Spatio-temporal Causal Learning for Streamflow Forecasting
- URL: http://arxiv.org/abs/2411.17937v1
- Date: Tue, 26 Nov 2024 23:19:56 GMT
- Title: Spatio-temporal Causal Learning for Streamflow Forecasting
- Authors: Shu Wan, Reepal Shah, Qi Deng, John Sabo, Huan Liu, K. Selçuk,
- Abstract summary: Causal Streamflow Forecasting (CSF) is tested in a real-world study in the Brazos River basin in Texas.
Our results demonstrate that our method outperforms regular computational-temporal graph neural networks.
This research offers a novel approach to streamflow prediction, showcasing the potential of combining advanced neural network techniques with domain-specific knowledge.

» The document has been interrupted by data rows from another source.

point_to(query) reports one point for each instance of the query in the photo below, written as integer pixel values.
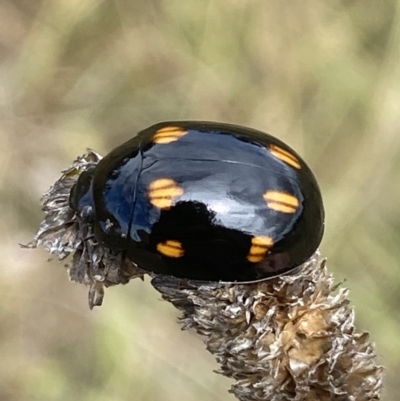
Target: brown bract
(287, 338)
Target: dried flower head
(287, 338)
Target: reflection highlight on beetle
(205, 201)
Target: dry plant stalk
(287, 338)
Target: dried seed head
(287, 338)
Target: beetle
(204, 201)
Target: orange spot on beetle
(168, 134)
(281, 201)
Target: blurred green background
(322, 76)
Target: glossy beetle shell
(204, 201)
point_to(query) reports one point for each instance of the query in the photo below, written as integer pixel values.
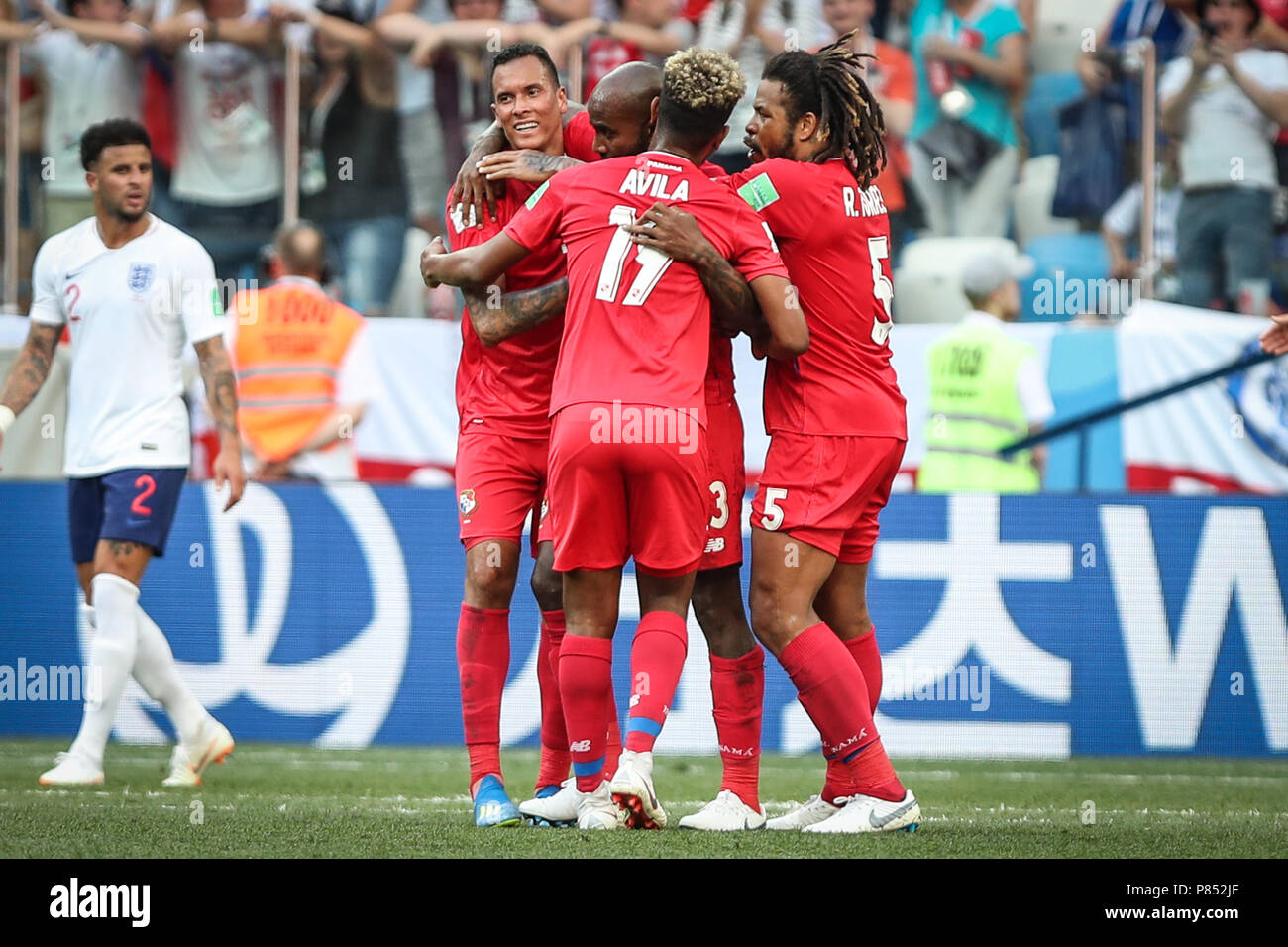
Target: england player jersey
(130, 312)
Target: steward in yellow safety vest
(987, 389)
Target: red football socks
(613, 751)
(555, 758)
(657, 657)
(738, 701)
(483, 661)
(587, 688)
(833, 693)
(867, 656)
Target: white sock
(111, 655)
(159, 677)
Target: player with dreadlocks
(835, 415)
(634, 354)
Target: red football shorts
(726, 482)
(498, 480)
(627, 479)
(827, 491)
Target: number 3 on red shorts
(150, 487)
(773, 517)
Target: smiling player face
(121, 180)
(527, 103)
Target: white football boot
(811, 813)
(72, 770)
(632, 791)
(188, 761)
(557, 810)
(725, 813)
(597, 809)
(868, 814)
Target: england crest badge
(141, 275)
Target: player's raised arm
(677, 234)
(475, 265)
(217, 372)
(516, 313)
(785, 334)
(27, 372)
(473, 188)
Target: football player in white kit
(132, 289)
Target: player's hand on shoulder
(428, 269)
(673, 232)
(1275, 339)
(523, 163)
(473, 195)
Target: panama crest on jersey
(141, 275)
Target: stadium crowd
(995, 111)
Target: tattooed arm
(677, 234)
(472, 189)
(481, 264)
(29, 371)
(515, 312)
(222, 389)
(524, 163)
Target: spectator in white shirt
(89, 68)
(228, 174)
(1224, 103)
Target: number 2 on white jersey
(879, 249)
(652, 263)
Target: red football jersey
(638, 324)
(835, 240)
(579, 144)
(506, 388)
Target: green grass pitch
(301, 802)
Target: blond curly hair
(699, 90)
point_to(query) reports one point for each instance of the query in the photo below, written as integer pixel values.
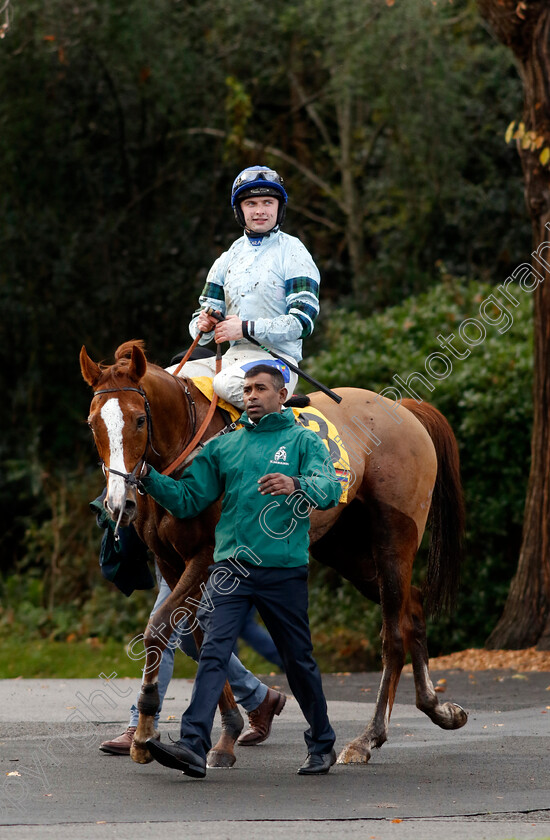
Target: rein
(209, 414)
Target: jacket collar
(269, 422)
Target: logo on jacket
(280, 457)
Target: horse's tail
(446, 519)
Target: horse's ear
(138, 363)
(90, 370)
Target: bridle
(132, 479)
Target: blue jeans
(247, 689)
(281, 598)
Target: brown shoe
(120, 745)
(260, 719)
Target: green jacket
(271, 530)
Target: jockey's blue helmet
(257, 181)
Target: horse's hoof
(460, 716)
(140, 754)
(215, 758)
(354, 754)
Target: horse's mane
(124, 351)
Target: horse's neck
(177, 411)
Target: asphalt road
(490, 779)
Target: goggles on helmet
(255, 175)
(258, 180)
(261, 175)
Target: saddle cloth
(309, 417)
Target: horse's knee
(149, 701)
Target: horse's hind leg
(394, 547)
(446, 715)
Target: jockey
(266, 285)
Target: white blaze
(111, 414)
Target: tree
(525, 27)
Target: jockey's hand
(205, 322)
(276, 484)
(229, 330)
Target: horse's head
(120, 421)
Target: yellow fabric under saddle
(308, 417)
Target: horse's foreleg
(148, 702)
(446, 715)
(222, 753)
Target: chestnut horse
(405, 470)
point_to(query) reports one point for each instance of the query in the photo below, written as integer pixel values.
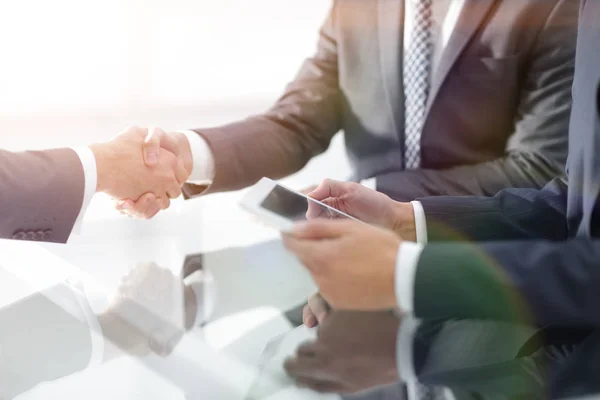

- Score: 11.820781497467898
- License:
- Abstract: Streamflow plays an essential role in the sustainable planning and management of national water resources. Traditional hydrologic modeling approaches simulate streamflow by establishing connections across multiple physical processes, such as rainfall and runoff. These data, inherently connected both spatially and temporally, possess intrinsic causal relations that can be leveraged for robust and accurate forecasting. Recently, spatio-temporal graph neural networks (STGNNs) have been adopted, excelling in various domains, such as urban traffic management, weather forecasting, and pandemic control, and they also promise advances in streamflow management. However, learning causal relationships directly from vast observational data is theoretically and computationally challenging. In this study, we employ a river flow graph as prior knowledge to facilitate the learning of the causal structure and then use the learned causal graph to predict streamflow at targeted sites. The proposed model, Causal Streamflow Forecasting (CSF) is tested in a real-world study in the Brazos River basin in Texas. Our results demonstrate that our method outperforms regular spatio-temporal graph neural networks and achieves higher computational efficiency compared to traditional simulation methods. By effectively integrating river flow graphs with STGNNs, this research offers a novel approach to streamflow prediction, showcasing the potential of combining advanced neural network techniques with domain-specific knowledge for enhanced performance in hydrologic modeling.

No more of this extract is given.